Lattes soon determined that the stains were human, eliminating the latter possibility. He then established that Girardi's blood was type A and that his wife's was type O. He also took the blood of a friend of Girardi's wife, who had been staying at the house at the time and who had been menstruating, his reasoning being that she might have inadvertently transferred some of her own blood onto the shirt. This friend was also found to be blood group A. Despite the fact that the outcome of this marital dispute was of no real significance, Lattes found himself enthralled by the case.

He soaked the bloodstains out of the cloth with distilled water, going to great pains to determine their precise weight. This might seem like over-zealous attention to detail, but he was determined to avoid “pseudoagglutination,” where clumping occurs because the serum is too strong or because there are too many red blood cells in a test solution.

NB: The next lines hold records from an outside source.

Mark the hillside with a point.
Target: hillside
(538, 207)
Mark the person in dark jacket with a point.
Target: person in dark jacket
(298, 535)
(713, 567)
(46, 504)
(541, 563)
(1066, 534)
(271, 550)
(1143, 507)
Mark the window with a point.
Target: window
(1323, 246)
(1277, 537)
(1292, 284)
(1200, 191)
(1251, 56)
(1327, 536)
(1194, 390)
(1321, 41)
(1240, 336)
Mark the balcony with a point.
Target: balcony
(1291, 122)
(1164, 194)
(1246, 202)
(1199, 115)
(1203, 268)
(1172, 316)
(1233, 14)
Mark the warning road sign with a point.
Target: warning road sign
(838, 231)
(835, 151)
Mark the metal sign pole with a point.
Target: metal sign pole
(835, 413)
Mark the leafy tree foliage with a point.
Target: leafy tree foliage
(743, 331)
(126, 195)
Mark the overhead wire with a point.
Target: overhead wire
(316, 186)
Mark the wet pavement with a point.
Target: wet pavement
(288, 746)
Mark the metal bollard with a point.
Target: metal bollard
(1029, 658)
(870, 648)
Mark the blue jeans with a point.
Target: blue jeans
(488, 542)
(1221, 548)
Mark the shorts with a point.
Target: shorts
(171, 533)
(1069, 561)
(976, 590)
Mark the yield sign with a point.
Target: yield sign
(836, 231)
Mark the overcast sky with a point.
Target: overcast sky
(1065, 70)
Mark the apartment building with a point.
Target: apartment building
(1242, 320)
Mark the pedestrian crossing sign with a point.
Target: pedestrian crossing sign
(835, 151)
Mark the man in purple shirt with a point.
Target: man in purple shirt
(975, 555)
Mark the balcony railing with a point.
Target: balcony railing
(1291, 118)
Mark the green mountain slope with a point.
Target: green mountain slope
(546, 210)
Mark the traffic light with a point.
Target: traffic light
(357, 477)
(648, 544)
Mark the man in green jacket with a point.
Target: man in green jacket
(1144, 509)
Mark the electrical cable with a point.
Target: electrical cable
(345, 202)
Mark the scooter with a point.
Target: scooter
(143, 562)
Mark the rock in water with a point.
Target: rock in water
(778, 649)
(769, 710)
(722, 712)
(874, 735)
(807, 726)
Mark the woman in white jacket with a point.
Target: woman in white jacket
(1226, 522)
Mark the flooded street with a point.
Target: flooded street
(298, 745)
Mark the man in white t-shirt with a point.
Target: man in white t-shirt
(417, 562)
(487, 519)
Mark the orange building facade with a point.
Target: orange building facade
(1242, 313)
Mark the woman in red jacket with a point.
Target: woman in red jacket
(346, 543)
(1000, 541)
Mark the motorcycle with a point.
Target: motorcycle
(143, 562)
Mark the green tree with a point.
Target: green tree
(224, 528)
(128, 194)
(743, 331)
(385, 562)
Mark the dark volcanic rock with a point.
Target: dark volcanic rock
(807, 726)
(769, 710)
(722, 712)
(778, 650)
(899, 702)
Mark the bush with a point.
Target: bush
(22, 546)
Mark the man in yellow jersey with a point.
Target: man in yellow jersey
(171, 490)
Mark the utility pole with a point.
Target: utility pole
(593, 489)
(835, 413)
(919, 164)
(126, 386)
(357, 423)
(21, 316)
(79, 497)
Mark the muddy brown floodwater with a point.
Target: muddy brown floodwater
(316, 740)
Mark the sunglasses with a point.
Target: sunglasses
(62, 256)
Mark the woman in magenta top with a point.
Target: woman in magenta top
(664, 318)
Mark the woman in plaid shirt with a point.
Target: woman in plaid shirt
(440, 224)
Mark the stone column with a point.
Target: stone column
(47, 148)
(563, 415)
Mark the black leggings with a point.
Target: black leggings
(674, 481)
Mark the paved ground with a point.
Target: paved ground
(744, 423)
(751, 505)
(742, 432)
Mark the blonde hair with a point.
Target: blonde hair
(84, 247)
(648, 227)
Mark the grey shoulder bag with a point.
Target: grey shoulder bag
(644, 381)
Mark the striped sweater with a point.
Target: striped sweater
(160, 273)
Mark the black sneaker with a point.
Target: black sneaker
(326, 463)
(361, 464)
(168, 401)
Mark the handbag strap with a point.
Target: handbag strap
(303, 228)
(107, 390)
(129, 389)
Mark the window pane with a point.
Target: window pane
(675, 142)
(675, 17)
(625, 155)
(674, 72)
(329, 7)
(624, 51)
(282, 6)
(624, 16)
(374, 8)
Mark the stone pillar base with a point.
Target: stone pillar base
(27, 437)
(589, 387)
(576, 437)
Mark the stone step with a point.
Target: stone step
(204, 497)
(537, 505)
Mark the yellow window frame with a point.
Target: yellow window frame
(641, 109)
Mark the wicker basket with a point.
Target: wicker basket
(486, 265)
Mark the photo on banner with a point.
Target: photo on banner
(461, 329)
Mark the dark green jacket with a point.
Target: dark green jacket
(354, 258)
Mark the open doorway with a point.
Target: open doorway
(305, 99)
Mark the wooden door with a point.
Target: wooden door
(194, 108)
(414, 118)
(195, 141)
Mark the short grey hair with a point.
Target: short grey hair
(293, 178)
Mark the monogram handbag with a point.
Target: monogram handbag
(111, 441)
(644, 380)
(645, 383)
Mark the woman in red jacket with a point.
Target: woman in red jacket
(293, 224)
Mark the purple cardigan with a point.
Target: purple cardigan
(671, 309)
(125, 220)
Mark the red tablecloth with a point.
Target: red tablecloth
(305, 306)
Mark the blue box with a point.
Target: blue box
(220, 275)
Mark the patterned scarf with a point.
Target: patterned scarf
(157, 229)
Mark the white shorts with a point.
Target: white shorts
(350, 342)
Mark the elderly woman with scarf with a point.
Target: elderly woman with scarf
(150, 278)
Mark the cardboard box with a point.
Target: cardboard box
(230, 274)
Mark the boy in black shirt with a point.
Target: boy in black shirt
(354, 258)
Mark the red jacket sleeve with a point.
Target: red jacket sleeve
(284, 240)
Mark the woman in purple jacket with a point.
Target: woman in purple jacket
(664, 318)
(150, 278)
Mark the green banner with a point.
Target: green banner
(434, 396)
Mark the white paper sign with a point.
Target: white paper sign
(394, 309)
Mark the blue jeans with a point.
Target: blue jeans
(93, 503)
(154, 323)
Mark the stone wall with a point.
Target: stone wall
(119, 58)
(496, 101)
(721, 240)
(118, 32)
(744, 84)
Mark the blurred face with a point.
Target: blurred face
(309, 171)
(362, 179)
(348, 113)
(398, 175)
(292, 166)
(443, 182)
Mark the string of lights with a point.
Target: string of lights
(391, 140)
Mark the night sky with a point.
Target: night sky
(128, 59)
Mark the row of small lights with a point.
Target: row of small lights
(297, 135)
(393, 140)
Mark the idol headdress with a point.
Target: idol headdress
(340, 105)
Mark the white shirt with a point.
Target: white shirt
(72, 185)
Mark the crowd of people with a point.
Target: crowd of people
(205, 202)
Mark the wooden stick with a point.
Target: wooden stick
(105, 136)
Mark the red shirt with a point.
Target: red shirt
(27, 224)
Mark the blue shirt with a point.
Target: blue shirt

Despite the age of the stains, Lattes was still able to manufacture a few drops of liquid blood. These were then placed into small “wells” on dimpled microscope slides, and drops of type A and type B blood introduced. The unknown blood agglutinated with type B, meaning that it must itself be type A. Therefore it was highly likely that it was the blood of either
Girardi or the lady visitor. Further examination under a microscope showed none of the epithelial (skin or mucus) cells that would be present in menstrual blood, demonstrating that it could not be the menstrual blood of the visiting friend. It was then determined that Girardi suffered from occasional bleeding brought on by a problem with his prostate. The weight of evidence was firmly on Girardi's side. His wife was forced to admit that she had been mistaken in her accusation.

Restoring marital bliss to a home might not be as dramatic an outcome as bringing a violent criminal to justice in the way some other forensic breakthroughs have, but it was nonetheless a triumph for Lattes—he had demonstrated that it was possible to determine the blood group of stains even three months old. The fascination with blood analysis that he developed during the case afterwards led him to specialize in serology and its application to crime detection.

Lattes soon followed up his success with Girardi by proving the innocence of a man charged with murder; using the same technique as before, he demonstrated that the blood group found on the suspect's clothing actually matched the suspect's own group, and not that of the murder victims. He then went on to invent a greatly simplified method of testing—placing tiny flakes of the dried blood he wanted to test onto the microscope slide, adding fresh blood, and then placing another slide on top. The serum in the fresh blood would do all the work of dissolving the blood that was to be tested, eliminating the time-consuming process of making up a liquid sample beforehand. If the bloods were of different groups the same clumping would still occur. Finally, in 1922, Lattes published his treatise on
The Individuality of Blood,
which went on to become a classic
in the field. However, it was not until 1926 that he really became a household name in Italy (and indeed the rest of the world). It was in that year that he became involved in the Bruneri-Canella affair, a strange case that was to last for over forty years.

It began in a Jewish cemetery in Turin. A local caretaker witnessed a man acting suspiciously; at first he thought the man was praying but on closer examination realized that he was trying to steal a bronze funeral vase from a grave. When the man became aware he had been spotted, he took off. He tried to conceal himself inside the church and then attempted to commit suicide, though the caretaker managed to apprehend him before he could succeed.